# Please watch the weather! Need prayers.



## 9121SS (Jun 28, 2009)

A co-workers nephew and three of his friends were teal hunting in Anahuac this morning. While picking up the deks, lighting hit the water a few yards away. Two of them were out cold and life flighted to Houston. 
His nephew and one other were taken to Baytown with no feeling in their hands and feet. Pray they all come out of this ok.

Thanks


----------



## Cootkiller (Nov 12, 2012)

Done, prayers sent


----------



## Ducktracker (Aug 1, 2011)

Prayers go out to you and family.


Sent from my iPhone using Tapatalk


----------



## bubbas kenner (Sep 4, 2010)

Prayers sent.


----------



## tommy261 (May 3, 2006)

*prayers sent*

Prayers sent.....any word on how they are doing?


----------



## 98aggie77566 (Jul 7, 2009)

Wow! Sending prayers up!

Definitely something we should be aware of...we had lightning in ththe distance (20+ miles away)...I was keeping an eye on it.

Certainly something I will talk to the boys about...I'm not always with them in the field as they get older.


----------



## snapperlicious (Aug 11, 2009)

Hope they end up ok!


----------



## Haute Pursuit (Jun 26, 2006)

Prayers up for those guys.


----------



## tennisplayer2 (Feb 6, 2008)

Prayer sent.


----------



## DCAVA (Aug 5, 2013)

Prayers up


----------



## Tortuga (May 21, 2004)

Prayers up

Bolt of lightning can travel 25 miles before it hits the earth..


----------



## I'llbecoastin (Apr 18, 2016)

Prayers sent.


----------



## Bull Minnow (May 28, 2004)

Prayers sent


----------



## DA REEL DADDY (Jun 7, 2005)

Prayers sent for all. God Bless.


----------



## grand poobah (Nov 6, 2007)

*Prayers*

Prayers sent


----------



## TheRooster (Jul 15, 2012)

I was on the loading rack last night watching the lightning all around and was worried about this with the opener today, keep up updated brother 

Sent from my SAMSUNG-SM-N920A using Tapatalk


----------



## LA Wader (Oct 22, 2013)

Prayers for those involved.

Watch that weather folks, Mother Nature gave me a friendly reminder this summer while fishing that left a tingling sensation in my arm for about a day. I will leave a little sooner with approaching thunderstorms if possible!

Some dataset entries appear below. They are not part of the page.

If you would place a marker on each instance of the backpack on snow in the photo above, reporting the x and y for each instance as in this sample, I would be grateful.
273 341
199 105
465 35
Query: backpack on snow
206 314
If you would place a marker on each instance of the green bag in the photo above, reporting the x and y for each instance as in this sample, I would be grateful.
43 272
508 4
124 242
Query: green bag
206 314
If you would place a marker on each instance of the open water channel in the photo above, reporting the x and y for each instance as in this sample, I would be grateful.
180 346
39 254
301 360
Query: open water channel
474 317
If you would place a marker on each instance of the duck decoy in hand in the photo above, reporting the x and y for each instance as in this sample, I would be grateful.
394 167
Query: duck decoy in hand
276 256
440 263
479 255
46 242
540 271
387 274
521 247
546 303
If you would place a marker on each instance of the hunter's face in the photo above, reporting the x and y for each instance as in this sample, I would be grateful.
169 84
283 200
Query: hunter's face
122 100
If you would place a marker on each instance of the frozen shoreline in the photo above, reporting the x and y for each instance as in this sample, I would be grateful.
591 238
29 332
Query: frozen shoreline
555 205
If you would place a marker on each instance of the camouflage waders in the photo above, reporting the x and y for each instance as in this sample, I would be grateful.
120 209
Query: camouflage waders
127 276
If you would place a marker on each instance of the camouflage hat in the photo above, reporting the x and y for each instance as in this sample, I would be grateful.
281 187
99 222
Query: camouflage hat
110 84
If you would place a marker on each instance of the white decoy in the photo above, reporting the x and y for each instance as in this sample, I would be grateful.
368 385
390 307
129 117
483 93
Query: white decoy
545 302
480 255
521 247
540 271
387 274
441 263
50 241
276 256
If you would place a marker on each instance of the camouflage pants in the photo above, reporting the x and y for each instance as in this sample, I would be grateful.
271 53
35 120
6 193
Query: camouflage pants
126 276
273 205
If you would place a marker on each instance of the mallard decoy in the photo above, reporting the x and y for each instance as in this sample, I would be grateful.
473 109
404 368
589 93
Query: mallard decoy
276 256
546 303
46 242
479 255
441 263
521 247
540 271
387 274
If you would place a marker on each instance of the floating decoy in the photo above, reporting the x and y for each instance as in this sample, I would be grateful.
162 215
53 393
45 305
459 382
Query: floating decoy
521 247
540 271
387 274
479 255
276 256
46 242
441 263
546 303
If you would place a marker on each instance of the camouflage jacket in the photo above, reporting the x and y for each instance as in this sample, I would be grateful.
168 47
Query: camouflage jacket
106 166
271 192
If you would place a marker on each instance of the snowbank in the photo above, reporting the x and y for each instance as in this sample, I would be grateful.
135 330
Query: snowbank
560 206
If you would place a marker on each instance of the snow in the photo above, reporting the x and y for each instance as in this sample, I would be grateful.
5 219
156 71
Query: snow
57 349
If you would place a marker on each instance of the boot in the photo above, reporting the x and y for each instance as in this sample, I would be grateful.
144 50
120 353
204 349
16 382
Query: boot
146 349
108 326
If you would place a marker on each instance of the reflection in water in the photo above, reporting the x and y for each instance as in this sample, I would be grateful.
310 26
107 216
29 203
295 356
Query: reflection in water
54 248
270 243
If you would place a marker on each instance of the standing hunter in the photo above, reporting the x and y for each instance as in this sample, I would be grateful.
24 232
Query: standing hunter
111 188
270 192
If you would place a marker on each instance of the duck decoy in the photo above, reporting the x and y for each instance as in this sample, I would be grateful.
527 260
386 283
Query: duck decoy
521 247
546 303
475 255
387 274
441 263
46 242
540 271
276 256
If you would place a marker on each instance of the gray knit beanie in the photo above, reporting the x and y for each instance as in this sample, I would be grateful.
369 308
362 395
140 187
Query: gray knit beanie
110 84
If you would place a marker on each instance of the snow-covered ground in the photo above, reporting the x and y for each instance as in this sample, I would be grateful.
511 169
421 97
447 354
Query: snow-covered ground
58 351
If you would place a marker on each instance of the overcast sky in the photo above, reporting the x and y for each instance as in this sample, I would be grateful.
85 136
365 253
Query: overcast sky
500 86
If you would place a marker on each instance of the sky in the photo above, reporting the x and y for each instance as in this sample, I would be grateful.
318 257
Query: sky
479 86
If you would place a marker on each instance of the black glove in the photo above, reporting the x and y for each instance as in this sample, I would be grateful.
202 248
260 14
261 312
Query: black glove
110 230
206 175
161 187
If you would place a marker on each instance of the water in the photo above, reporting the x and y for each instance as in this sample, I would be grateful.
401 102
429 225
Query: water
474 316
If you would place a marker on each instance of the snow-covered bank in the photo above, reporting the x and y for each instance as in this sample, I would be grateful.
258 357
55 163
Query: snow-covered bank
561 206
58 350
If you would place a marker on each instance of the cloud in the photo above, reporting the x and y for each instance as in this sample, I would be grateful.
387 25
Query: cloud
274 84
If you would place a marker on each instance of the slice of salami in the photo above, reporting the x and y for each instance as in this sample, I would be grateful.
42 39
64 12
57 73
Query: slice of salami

Sent from my iPhone using Tapatalk


----------



## TatterTot (Jan 6, 2006)

Prayers up. Man there is a bad one coming south right now.


----------



## Last Drift (Jun 30, 2009)

Praying for your friends.


----------



## FishTEX (May 15, 2013)

Prayers sent


Sent from my iPhone using Tapatalk


----------



## fishingtwo (Feb 23, 2009)

Prayers that they will be fine


----------



## NOCREEK (Jan 18, 2012)

Wow, something we all fear but think it will never happen to us! Approaching squalls got us to roll up a little early, hard to do when birds are still flying that's for sure! Prayers up....hope all is well in time! Maybe we will hear an update tomorrow.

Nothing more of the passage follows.